The diagnostic pathway for primary aldosteronism (PA) involves screening with an aldosterone-renin ratio (ARR); confirmatory testing with a saline suppression test (SST); and subtyping with adrenal venous sampling (AVS). Medication switching may be required as commonly used anti-hypertensives affect renin and/or aldosterone, with the potential to cause false results. Our study aims to evaluate the role of medication switching and full diagnostic workup of PA in elderly patients.

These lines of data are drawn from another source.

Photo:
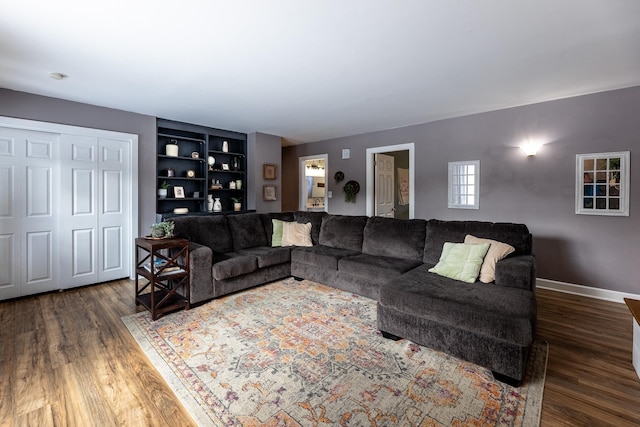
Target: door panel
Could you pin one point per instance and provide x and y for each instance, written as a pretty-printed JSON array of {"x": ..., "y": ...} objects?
[
  {"x": 114, "y": 224},
  {"x": 28, "y": 222},
  {"x": 384, "y": 185},
  {"x": 78, "y": 210}
]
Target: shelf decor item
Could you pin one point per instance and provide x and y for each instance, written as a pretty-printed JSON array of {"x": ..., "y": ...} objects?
[
  {"x": 351, "y": 189},
  {"x": 162, "y": 230},
  {"x": 237, "y": 203},
  {"x": 163, "y": 190},
  {"x": 172, "y": 148},
  {"x": 269, "y": 192}
]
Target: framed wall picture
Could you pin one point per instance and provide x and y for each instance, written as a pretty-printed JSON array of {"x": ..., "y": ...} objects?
[
  {"x": 269, "y": 192},
  {"x": 269, "y": 171}
]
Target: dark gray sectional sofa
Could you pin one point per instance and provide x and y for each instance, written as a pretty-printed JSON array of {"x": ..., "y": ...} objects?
[{"x": 490, "y": 324}]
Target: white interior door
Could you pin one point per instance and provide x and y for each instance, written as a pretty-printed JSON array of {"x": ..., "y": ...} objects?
[
  {"x": 29, "y": 193},
  {"x": 113, "y": 221},
  {"x": 67, "y": 207},
  {"x": 384, "y": 185}
]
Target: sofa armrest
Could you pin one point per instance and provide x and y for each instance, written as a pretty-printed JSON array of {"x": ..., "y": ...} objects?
[
  {"x": 517, "y": 272},
  {"x": 200, "y": 278}
]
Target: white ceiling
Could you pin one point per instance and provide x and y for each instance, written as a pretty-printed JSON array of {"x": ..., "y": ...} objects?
[{"x": 317, "y": 69}]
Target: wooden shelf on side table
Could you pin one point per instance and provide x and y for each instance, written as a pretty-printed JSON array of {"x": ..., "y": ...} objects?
[{"x": 165, "y": 265}]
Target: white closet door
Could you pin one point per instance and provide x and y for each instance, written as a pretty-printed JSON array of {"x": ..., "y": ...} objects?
[
  {"x": 79, "y": 211},
  {"x": 115, "y": 213},
  {"x": 95, "y": 211},
  {"x": 29, "y": 192}
]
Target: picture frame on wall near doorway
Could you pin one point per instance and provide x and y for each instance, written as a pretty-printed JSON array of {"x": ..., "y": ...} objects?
[
  {"x": 269, "y": 171},
  {"x": 269, "y": 193}
]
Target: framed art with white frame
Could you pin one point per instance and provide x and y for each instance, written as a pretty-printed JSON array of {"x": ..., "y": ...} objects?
[
  {"x": 602, "y": 183},
  {"x": 269, "y": 192},
  {"x": 178, "y": 192}
]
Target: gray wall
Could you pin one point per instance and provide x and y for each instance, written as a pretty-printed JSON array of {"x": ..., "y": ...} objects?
[
  {"x": 596, "y": 251},
  {"x": 34, "y": 107},
  {"x": 263, "y": 148}
]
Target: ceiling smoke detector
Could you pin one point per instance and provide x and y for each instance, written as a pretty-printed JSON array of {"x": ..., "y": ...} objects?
[{"x": 58, "y": 76}]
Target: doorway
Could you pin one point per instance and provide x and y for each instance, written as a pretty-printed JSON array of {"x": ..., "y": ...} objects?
[
  {"x": 391, "y": 193},
  {"x": 313, "y": 180}
]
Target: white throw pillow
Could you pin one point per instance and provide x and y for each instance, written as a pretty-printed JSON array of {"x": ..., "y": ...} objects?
[
  {"x": 497, "y": 251},
  {"x": 296, "y": 234}
]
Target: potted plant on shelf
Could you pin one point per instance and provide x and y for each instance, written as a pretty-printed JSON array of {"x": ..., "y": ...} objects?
[
  {"x": 162, "y": 191},
  {"x": 237, "y": 203},
  {"x": 162, "y": 230}
]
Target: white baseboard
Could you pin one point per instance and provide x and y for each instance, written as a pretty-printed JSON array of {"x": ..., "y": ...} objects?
[{"x": 586, "y": 291}]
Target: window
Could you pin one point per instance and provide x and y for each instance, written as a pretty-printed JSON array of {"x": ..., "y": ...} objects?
[
  {"x": 464, "y": 184},
  {"x": 602, "y": 183}
]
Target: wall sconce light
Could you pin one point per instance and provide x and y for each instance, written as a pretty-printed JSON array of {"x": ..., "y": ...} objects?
[{"x": 530, "y": 148}]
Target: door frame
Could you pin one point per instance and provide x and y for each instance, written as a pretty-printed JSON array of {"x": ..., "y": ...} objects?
[
  {"x": 302, "y": 188},
  {"x": 371, "y": 179},
  {"x": 36, "y": 125}
]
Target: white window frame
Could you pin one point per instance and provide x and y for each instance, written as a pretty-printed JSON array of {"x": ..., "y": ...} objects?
[
  {"x": 464, "y": 185},
  {"x": 599, "y": 190}
]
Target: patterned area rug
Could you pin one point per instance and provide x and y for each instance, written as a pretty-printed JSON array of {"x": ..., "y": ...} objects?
[{"x": 303, "y": 354}]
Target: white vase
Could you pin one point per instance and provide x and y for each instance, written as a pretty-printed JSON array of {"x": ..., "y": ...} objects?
[{"x": 172, "y": 150}]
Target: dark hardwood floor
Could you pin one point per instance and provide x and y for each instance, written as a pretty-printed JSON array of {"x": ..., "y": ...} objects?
[{"x": 67, "y": 359}]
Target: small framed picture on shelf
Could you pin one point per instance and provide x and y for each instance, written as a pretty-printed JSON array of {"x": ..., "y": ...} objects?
[
  {"x": 269, "y": 171},
  {"x": 269, "y": 192}
]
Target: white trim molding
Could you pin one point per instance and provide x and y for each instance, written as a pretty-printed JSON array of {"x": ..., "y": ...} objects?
[{"x": 585, "y": 291}]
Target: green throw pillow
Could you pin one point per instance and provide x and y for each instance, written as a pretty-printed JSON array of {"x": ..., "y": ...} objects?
[
  {"x": 461, "y": 261},
  {"x": 276, "y": 237}
]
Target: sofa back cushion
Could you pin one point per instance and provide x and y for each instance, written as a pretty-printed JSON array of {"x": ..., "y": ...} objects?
[
  {"x": 342, "y": 232},
  {"x": 247, "y": 231},
  {"x": 209, "y": 230},
  {"x": 315, "y": 218},
  {"x": 439, "y": 232},
  {"x": 399, "y": 238}
]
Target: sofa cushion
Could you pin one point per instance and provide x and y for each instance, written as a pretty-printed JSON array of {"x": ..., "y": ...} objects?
[
  {"x": 226, "y": 266},
  {"x": 504, "y": 313},
  {"x": 461, "y": 261},
  {"x": 516, "y": 235},
  {"x": 208, "y": 230},
  {"x": 247, "y": 231},
  {"x": 315, "y": 218},
  {"x": 374, "y": 267},
  {"x": 497, "y": 251},
  {"x": 276, "y": 236},
  {"x": 267, "y": 223},
  {"x": 267, "y": 255},
  {"x": 320, "y": 256},
  {"x": 438, "y": 232},
  {"x": 397, "y": 238},
  {"x": 343, "y": 232},
  {"x": 296, "y": 234}
]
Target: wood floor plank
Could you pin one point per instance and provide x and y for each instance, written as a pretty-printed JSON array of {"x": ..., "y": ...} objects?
[{"x": 67, "y": 359}]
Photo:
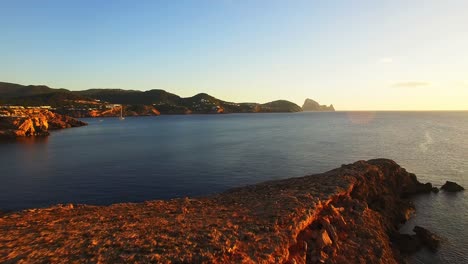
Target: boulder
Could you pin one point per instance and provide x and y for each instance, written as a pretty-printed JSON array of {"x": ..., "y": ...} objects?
[
  {"x": 427, "y": 238},
  {"x": 452, "y": 187},
  {"x": 407, "y": 244}
]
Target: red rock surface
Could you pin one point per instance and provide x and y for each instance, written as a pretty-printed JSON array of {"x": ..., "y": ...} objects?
[
  {"x": 33, "y": 122},
  {"x": 342, "y": 216}
]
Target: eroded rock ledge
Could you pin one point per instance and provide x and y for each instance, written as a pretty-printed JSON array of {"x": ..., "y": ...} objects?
[
  {"x": 33, "y": 122},
  {"x": 346, "y": 215}
]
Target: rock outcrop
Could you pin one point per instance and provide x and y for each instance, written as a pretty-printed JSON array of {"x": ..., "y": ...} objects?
[
  {"x": 311, "y": 105},
  {"x": 345, "y": 215},
  {"x": 33, "y": 122},
  {"x": 452, "y": 187}
]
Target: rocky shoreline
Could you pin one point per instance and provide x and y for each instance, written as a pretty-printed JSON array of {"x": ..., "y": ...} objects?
[
  {"x": 347, "y": 215},
  {"x": 33, "y": 122}
]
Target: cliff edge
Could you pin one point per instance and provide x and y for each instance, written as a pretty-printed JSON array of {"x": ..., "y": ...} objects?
[
  {"x": 23, "y": 122},
  {"x": 346, "y": 215}
]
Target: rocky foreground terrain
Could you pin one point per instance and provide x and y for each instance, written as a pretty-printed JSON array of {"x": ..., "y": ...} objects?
[
  {"x": 33, "y": 122},
  {"x": 347, "y": 215}
]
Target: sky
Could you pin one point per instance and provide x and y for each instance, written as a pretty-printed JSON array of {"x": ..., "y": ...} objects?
[{"x": 356, "y": 55}]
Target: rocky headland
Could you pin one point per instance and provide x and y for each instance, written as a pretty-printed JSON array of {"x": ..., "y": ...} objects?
[
  {"x": 311, "y": 105},
  {"x": 108, "y": 102},
  {"x": 347, "y": 215},
  {"x": 24, "y": 122}
]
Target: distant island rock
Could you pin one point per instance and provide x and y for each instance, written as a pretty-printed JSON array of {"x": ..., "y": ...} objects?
[
  {"x": 108, "y": 102},
  {"x": 311, "y": 105},
  {"x": 24, "y": 122},
  {"x": 346, "y": 215}
]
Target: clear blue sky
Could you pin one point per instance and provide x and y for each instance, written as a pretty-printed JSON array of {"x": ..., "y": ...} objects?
[{"x": 384, "y": 55}]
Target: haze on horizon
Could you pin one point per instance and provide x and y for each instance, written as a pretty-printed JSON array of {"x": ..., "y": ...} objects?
[{"x": 358, "y": 55}]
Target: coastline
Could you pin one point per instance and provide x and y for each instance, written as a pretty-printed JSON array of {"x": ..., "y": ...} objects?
[{"x": 306, "y": 219}]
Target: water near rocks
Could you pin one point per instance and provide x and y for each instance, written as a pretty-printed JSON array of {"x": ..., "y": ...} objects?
[{"x": 146, "y": 158}]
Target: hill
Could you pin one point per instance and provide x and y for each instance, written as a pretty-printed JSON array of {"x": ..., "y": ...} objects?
[
  {"x": 100, "y": 102},
  {"x": 311, "y": 105}
]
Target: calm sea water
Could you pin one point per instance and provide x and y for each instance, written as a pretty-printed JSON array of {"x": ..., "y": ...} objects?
[{"x": 164, "y": 157}]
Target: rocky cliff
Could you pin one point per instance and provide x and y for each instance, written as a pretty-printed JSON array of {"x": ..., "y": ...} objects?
[
  {"x": 311, "y": 105},
  {"x": 33, "y": 122},
  {"x": 346, "y": 215}
]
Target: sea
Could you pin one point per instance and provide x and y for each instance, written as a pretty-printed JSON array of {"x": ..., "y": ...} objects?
[{"x": 145, "y": 158}]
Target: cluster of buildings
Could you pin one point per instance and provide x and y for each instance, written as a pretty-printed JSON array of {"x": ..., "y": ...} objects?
[{"x": 20, "y": 111}]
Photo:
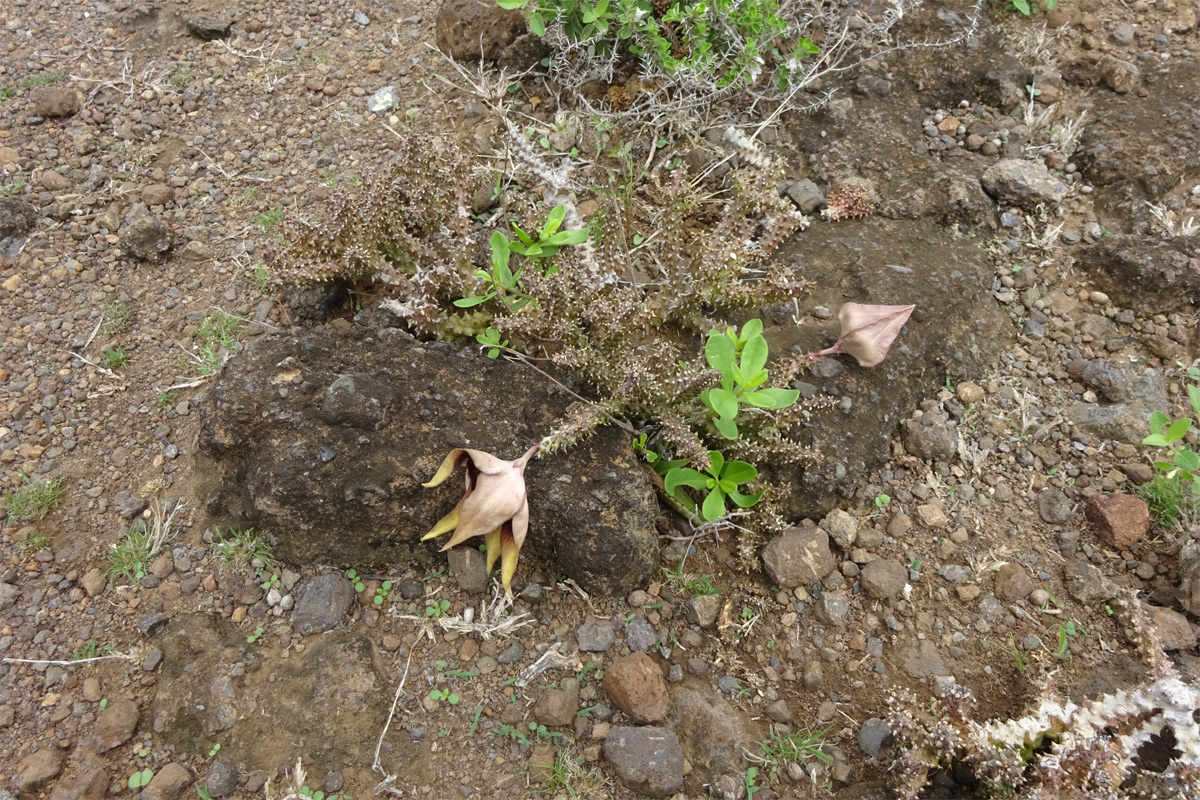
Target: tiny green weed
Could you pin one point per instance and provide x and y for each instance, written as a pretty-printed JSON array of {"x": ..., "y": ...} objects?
[
  {"x": 33, "y": 500},
  {"x": 117, "y": 358}
]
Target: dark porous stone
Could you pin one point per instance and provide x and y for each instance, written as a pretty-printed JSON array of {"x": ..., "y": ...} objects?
[
  {"x": 405, "y": 407},
  {"x": 322, "y": 602},
  {"x": 646, "y": 759}
]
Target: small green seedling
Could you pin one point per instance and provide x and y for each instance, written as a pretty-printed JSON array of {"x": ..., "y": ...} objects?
[{"x": 444, "y": 695}]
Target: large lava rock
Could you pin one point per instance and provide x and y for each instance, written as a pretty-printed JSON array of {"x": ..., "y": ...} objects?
[
  {"x": 957, "y": 330},
  {"x": 324, "y": 440}
]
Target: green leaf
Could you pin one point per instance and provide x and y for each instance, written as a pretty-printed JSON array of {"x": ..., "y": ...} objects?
[
  {"x": 744, "y": 500},
  {"x": 727, "y": 428},
  {"x": 683, "y": 476},
  {"x": 1179, "y": 429},
  {"x": 772, "y": 397},
  {"x": 724, "y": 402},
  {"x": 714, "y": 505},
  {"x": 754, "y": 355},
  {"x": 467, "y": 302},
  {"x": 750, "y": 330},
  {"x": 738, "y": 471},
  {"x": 721, "y": 354},
  {"x": 718, "y": 462}
]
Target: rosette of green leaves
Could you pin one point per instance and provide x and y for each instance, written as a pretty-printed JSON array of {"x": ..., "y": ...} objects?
[
  {"x": 720, "y": 481},
  {"x": 741, "y": 358}
]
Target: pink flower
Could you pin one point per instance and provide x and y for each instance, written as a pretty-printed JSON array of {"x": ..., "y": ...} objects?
[
  {"x": 868, "y": 331},
  {"x": 495, "y": 506}
]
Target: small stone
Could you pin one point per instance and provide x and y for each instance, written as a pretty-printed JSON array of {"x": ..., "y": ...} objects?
[
  {"x": 1012, "y": 583},
  {"x": 36, "y": 770},
  {"x": 168, "y": 783},
  {"x": 801, "y": 557},
  {"x": 1054, "y": 506},
  {"x": 647, "y": 759},
  {"x": 841, "y": 527},
  {"x": 635, "y": 685},
  {"x": 468, "y": 566},
  {"x": 594, "y": 636},
  {"x": 1119, "y": 519},
  {"x": 883, "y": 578},
  {"x": 874, "y": 737},
  {"x": 931, "y": 516},
  {"x": 703, "y": 609},
  {"x": 383, "y": 100},
  {"x": 222, "y": 779}
]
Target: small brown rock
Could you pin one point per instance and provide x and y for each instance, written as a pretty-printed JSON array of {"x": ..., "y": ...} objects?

Clinical and biochemical data were collected retrospectively for patients who attended the Endocrine Hypertension Service at Monash Health between May 2016 to December 2019. Participants were stratified into elderly ( 65 years) and non-elderly (< 65 years) groups, and further divided according to treatment received and PA subtype.
The study participants (n = 306) were stratified into elderly (n = 76, median age 71 years) and non-elderly (n = 230, median age 56 years) groups. Elderly patients less frequently underwent medication switching (29/76, 45% vs 118/230, 74%) or full diagnostic workup with AVS (18/76, 24% vs 107/230, 47%) compared to non-elderly patients. Elderly patients who received empirical mineralocorticoid receptor antagonist (MRA) treatment without undergoing SST or AVS had similar outcomes to those who received MRA following full workup, with comparable systolic blood pressure (140 mmHg vs 129 mmHg), serum potassium (4.6 mmol/L vs 4.7 mmol/L) and plasma renin concentration (13 mU/L vs 15 mU/L) following initiation of MRA therapy. However, the empirically treated group continued to take more anti-hypertensive medications (3 compared to 1 ).
Our study demonstrated that complete PA workup in elderly patients may lead to a greater reduction in the number of anti-hypertensive medications required for blood pressure control. However, when full diagnostic workup is not feasible, empirical MRA treatment may lead to similar clinical and biochemical outcomes.